Just 16 years after a Democratic president signed the fatuously named Defense of Marriage Act, defining marriage in the United States as requiring one man and one woman, the debate over gay marriage is over.
Isn't it? Even though DOMA is still on the books, even though most states that have voted on the issue have voted against same-sex marriage, all the energy is in the opposite direction.
What seemed at first like a bizarre idea has become utterly conventional. By judicial decree interpreting the state constitution, by act of the legislature and someday soon by popular referendum, one state after another is falling. Same-sex marriage is legal in Canada.
Does anybody believe that five years from now it will be harder than it is today for two women or two men to marry?
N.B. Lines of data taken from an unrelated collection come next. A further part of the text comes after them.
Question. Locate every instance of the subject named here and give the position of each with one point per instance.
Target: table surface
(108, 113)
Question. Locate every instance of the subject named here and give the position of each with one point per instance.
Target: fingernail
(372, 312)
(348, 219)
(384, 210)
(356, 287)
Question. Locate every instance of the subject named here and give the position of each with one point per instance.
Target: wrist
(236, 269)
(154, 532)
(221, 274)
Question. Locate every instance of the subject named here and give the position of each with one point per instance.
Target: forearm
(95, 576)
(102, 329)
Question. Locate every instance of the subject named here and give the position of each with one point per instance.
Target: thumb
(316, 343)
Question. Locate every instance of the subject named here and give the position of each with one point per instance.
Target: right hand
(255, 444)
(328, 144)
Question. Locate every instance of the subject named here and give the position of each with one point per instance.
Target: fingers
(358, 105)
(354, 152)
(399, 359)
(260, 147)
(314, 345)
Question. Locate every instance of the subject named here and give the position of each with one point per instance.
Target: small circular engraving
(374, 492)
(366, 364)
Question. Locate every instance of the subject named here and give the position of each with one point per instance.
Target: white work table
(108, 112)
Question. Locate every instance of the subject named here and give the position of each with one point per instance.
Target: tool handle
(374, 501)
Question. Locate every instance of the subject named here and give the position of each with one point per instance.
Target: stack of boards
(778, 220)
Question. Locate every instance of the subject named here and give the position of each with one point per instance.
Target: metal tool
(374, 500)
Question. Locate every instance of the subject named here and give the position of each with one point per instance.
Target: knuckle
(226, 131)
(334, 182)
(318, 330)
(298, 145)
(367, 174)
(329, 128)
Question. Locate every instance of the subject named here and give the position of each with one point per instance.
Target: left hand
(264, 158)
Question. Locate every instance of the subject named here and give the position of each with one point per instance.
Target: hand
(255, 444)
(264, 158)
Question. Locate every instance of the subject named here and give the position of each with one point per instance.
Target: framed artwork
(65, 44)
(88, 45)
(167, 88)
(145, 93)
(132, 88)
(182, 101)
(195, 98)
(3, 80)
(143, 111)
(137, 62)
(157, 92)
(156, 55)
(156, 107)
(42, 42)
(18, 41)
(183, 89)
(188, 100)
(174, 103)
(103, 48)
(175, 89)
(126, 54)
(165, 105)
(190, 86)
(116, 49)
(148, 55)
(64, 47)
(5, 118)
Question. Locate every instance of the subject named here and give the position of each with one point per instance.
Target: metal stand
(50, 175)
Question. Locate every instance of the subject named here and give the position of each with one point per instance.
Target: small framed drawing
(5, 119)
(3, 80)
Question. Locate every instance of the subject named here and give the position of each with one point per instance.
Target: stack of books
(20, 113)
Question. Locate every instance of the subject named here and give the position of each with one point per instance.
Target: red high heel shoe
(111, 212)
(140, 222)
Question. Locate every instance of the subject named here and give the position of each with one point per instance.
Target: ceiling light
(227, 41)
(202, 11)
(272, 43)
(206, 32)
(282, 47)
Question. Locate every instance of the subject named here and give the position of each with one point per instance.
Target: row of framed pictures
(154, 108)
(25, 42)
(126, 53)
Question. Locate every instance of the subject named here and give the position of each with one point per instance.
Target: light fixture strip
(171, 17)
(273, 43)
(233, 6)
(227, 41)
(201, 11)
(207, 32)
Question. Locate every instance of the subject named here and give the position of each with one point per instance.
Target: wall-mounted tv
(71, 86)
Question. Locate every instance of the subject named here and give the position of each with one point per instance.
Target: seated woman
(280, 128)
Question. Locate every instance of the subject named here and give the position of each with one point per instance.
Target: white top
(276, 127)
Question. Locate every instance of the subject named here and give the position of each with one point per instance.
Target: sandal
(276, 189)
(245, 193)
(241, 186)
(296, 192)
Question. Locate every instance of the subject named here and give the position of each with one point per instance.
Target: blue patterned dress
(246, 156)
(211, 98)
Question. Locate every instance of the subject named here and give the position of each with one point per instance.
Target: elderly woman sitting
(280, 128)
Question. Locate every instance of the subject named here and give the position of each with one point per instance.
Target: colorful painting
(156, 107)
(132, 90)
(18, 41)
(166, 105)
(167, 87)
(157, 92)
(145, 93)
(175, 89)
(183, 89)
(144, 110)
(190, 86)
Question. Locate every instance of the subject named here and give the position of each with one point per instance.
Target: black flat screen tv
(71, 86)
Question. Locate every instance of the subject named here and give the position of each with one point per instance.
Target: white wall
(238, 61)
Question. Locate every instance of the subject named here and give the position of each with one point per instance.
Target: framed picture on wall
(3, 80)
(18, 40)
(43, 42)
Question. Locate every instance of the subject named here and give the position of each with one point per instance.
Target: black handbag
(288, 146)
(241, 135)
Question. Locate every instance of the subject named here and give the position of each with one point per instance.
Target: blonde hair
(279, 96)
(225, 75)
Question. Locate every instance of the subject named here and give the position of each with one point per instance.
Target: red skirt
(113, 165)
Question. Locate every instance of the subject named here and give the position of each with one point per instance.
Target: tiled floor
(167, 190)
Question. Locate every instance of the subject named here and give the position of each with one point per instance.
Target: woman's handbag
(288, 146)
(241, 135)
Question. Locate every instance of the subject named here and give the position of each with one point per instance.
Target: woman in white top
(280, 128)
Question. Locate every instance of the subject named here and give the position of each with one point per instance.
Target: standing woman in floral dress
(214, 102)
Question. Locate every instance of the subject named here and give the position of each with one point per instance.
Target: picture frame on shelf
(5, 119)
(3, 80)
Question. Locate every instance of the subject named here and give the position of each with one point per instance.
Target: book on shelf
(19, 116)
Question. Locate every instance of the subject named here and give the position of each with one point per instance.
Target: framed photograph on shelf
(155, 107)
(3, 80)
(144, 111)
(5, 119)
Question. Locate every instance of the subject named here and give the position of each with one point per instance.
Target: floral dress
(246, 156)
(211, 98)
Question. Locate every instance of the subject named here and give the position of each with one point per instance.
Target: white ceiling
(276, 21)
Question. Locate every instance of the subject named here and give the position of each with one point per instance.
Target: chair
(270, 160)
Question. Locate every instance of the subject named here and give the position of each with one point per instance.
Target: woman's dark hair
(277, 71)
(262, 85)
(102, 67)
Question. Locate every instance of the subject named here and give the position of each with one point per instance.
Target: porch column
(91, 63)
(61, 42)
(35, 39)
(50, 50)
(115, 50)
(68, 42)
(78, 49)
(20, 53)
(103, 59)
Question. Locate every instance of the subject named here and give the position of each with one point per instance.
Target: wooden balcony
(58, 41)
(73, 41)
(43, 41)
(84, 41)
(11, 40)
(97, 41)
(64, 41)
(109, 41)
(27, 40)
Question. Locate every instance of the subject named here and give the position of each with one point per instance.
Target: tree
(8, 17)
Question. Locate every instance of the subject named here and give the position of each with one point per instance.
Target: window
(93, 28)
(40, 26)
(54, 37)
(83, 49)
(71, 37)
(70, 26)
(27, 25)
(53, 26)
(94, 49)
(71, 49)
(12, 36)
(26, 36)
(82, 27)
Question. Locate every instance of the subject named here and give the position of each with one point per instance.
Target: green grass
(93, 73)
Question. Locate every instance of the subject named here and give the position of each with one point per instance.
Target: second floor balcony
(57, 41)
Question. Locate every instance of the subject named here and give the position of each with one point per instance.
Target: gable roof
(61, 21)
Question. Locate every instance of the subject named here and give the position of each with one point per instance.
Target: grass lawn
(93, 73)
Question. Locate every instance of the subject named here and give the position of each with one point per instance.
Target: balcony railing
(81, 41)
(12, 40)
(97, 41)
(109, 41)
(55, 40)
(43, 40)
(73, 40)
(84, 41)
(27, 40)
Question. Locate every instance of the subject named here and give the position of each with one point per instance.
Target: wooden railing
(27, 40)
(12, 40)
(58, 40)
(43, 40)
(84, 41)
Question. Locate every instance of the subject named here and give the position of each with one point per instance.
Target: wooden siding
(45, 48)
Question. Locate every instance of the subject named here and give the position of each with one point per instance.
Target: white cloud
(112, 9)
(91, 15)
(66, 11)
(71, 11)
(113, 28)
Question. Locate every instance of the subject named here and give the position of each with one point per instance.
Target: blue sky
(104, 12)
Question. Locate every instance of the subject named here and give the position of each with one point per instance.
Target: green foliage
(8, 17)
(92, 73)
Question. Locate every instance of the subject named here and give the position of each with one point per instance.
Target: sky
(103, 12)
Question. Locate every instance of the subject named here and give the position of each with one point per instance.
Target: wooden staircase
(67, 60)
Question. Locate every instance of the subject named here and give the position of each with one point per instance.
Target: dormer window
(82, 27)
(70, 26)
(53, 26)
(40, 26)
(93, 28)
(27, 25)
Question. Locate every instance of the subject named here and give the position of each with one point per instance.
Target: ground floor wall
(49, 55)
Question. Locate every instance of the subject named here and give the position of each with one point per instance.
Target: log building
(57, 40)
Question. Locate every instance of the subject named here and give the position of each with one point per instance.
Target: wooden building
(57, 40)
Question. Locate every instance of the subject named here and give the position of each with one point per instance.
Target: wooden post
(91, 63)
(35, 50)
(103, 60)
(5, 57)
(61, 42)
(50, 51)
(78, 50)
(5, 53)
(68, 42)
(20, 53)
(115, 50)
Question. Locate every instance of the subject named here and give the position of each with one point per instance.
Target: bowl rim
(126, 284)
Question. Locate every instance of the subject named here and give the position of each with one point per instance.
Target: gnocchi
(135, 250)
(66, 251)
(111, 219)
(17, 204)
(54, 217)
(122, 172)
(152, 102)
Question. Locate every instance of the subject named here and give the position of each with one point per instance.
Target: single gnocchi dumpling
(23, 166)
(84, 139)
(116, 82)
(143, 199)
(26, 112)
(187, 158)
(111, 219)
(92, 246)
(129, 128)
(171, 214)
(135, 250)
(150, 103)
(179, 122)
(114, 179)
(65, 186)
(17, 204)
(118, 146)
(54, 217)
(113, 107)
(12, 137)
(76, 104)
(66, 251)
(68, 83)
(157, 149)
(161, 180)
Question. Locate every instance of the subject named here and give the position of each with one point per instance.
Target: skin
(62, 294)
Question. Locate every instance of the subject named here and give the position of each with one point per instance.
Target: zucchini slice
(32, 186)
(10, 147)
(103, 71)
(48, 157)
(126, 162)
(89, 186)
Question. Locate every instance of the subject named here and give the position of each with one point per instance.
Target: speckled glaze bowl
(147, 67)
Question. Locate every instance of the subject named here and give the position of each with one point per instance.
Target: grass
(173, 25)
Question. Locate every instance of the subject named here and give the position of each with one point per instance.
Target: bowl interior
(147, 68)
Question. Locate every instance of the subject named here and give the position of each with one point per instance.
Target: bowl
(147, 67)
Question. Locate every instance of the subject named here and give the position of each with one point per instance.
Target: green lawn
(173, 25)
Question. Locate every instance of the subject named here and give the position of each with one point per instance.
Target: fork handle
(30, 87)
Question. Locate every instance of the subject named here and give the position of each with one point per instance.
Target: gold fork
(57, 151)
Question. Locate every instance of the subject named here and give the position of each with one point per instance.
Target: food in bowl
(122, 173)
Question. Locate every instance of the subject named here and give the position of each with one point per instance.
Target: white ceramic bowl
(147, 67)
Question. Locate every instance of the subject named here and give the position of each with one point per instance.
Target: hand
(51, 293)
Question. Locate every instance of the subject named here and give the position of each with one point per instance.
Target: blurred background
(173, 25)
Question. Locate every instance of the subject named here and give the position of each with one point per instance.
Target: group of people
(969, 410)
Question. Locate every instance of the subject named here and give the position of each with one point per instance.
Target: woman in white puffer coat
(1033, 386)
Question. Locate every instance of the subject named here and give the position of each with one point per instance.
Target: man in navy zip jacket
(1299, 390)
It's no longer all that hard today. I suspect - don't you? - that even many anti's have given up in their hearts and have resigned themselves to taking comfort in one more example of how the country is going to hell.
"What's next?" opponents of same-sex marriage have sometimes asked, they thought rhetorically. If a man can marry a man, what about a man marrying two men? Or two mixed-sex couples merging into a married foursome? Or - the inevitable reductio ad absurdum - why shouldn't a man marry his German shepherd if he wants to?
No doubt these opponents enjoyed (and deserved, actually) a warm I-told-you-so moment over a recent headline in the New York Times: "Measure Opens Door to Three Parents, or Four." It was about a bill in the California Legislature - California! Home of the famous Proposition 8, a successful ballot initiative to outlaw same-sex marriage - to allow adoptions by more than two parents.
The bill is about parenting, not about sex. (Even in California, there are only two sexes, approximately.) But the bill recognizes the reality of unconventional families: divorced dads who want to keep a close relationship with their kids, lesbian couples who want to adopt each other's children, and so on.
And the opponents of gay marriage are right. Once that initial wall is breached, a lot of this suddenly seems to make perfect sense. Where they're wrong is to think that this is a good argument against same-sex marriage.